Option three — Geo-based Synthetic Control. Randomization was conducted by regions: the uplift model was used in test regions, and the old system in control regions. SCM was used for assessment, creating a weighted combination of control regions mimicking tests before implementation. Pros: isolation of the effect from individual randomization, working with aggregated data, and absence of cross-contamination between cities. Cons: stability of regions over time is required, sensitivity to outliers in small geographic units, and the assumption of parallel trends, which is often violated in periods of high seasonality.

A combined solution was chosen: Geo-cluster Randomization with Synthetic Control for offline validation and Thompson Sampling for online optimization within test clusters. Rationale: geographic randomization excluded cross-contamination (users from different cities rarely interact), and Synthetic Control helped avoid a 50/50 split. Thompson Sampling within test regions enabled quick adaptation of the model to local preferences.

Result: it was possible to isolate the true incremental effect of the uplift model at +12% to conversion compared to mass mailing while reducing promo code costs by 35%. Synthetic Control showed that without the model, the trend in test regions would replicate the synthetic control dynamics with 94% accuracy (RMSPE), confirming the validity of the estimate.

What Candidates Often Miss

Why can’t we simply compare the conversion of those who received the promo code by the model with those who did not (observational data), even if using Propensity Score Matching?

Answer: Self-selection bias and unobserved confounders. Users with high uplift scores may systematically differ in unobserved characteristics (e.g., recent paycheck or search for a specific product). Propensity Score Matching (PSM) only adjusts for observed covariates, but if there is a hidden variable affecting both the probability of receiving the promo code and conversion, the estimate will be biased. For example, active users with many sessions may be wrongly classified as "persuadables", but they will buy even without a discount. For a novice specialist, it is critical to understand that the correlation between predicted uplift and actual conversion does not equal the causal effect — randomization or instrumental variables (IV) are needed for isolation.

How does temporal dependency (time-varying confounders) affect the estimation of the uplift model over a long training period, and how to address it?

Answer: Long-term training introduces temporal confounding: user behavior changes (seasonality, product updates), and exploration phase data becomes obsolete by the time of exploitation. The classical uplift model assumes stationarity, which is rarely true. The solution is to use adaptive experimentation with decaying weights for old data or online learning algorithms (e.g., Bayesian Updating). Additionally, monitoring for concept drift through Population Stability Index (PSI) for features and model performance is necessary.
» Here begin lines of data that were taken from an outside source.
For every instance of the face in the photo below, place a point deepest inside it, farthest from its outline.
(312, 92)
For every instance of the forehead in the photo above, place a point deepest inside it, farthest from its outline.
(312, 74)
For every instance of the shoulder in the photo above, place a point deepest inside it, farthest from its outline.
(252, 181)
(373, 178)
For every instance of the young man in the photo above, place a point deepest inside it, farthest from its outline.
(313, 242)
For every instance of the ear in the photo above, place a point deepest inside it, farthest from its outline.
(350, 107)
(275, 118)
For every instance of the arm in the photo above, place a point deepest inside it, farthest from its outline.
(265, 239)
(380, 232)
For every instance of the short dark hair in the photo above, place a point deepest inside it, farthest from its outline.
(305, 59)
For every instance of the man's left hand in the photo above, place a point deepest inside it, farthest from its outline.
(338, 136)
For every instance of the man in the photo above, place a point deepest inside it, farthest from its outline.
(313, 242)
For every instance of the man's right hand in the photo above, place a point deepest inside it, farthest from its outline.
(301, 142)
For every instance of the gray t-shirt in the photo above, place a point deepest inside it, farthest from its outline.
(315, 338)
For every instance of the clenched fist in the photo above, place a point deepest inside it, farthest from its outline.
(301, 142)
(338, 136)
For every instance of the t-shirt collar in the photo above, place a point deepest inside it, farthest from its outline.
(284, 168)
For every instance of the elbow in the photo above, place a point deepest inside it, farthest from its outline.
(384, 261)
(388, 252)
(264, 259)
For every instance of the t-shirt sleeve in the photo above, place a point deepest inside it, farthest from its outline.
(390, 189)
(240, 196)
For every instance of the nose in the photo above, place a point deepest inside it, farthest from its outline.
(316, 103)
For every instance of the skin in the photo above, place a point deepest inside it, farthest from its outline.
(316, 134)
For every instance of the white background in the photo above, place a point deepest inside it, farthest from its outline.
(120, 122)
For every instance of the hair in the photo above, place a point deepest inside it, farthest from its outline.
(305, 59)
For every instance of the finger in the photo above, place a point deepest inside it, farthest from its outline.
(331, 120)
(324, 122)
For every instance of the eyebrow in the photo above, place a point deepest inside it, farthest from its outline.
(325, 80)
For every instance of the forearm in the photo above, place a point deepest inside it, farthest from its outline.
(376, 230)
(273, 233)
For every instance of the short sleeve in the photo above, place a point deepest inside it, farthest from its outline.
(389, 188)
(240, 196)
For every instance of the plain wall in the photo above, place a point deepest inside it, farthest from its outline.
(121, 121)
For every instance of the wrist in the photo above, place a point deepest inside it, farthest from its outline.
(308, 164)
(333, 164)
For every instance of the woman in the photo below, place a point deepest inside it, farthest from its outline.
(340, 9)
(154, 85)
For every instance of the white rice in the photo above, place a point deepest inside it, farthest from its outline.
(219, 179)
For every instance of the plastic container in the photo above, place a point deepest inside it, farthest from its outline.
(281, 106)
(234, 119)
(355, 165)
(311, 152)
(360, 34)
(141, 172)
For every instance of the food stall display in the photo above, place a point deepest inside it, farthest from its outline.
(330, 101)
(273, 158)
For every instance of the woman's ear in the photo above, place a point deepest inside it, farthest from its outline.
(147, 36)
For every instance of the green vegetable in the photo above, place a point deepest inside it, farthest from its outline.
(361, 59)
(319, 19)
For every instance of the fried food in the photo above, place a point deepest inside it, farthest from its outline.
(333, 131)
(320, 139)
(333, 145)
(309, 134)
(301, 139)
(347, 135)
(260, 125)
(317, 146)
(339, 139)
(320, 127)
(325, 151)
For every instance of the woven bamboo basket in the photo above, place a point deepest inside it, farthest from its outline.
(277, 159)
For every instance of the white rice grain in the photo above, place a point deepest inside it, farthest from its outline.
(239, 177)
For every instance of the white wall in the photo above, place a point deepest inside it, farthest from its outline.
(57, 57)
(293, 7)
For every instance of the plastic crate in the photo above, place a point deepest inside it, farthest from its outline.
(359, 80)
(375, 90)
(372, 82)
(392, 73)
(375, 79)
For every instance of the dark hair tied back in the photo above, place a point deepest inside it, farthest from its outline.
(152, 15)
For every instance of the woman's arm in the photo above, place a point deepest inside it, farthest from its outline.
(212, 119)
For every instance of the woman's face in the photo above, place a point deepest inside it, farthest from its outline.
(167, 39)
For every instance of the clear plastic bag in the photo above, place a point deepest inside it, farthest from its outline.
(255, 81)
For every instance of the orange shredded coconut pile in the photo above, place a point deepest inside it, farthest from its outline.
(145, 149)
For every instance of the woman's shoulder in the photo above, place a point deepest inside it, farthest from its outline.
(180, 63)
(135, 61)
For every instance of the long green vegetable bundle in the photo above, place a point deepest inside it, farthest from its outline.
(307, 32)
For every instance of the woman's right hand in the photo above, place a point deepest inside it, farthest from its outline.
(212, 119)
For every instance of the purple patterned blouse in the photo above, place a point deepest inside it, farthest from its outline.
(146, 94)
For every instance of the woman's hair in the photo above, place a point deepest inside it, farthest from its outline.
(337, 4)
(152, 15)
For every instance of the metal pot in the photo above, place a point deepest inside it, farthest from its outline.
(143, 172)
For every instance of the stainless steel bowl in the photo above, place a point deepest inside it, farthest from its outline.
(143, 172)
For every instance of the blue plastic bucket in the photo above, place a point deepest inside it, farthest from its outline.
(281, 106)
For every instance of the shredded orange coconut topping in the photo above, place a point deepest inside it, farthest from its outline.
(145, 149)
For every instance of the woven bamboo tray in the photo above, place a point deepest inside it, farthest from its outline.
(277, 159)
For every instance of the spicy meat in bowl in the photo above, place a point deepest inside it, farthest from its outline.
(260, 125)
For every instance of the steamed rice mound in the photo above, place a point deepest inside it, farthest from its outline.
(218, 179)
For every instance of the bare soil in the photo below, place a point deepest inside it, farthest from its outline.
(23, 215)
Novice analysts often train the model on quarterly data and apply it six months later without checking audience behavior drift (e.g., due to a competitor entering the market), leading to negative uplift in production.

Why might the AUUC (Area Under Uplift Curve) metric be misleading when comparing two different uplift models, and what alternatives should be used?

Answer: AUUC depends on the distribution of predicted uplift in the population and is not scale-invariant. If one model conservatively predicts a small uplift for all, while another aggressively predicts high dispersion, their curves will intersect, and AUUC will yield ambiguous results. Moreover, AUUC ignores business constraints (budget for promo codes). An alternative is a cost-sensitive Qini coefficient or Expected Response under a fixed budget. For a novice specialist, it’s essential to understand that a good model by AUUC ≠ a good business metric. It is necessary to use Policy Evaluation by simulating strategy: ranking users by predicted uplift, taking the top-K% (according to the budget), and comparing the actual gain with the counterfactual scenario through Doubly Robust Estimation or Inverse Probability Weighting (IPW).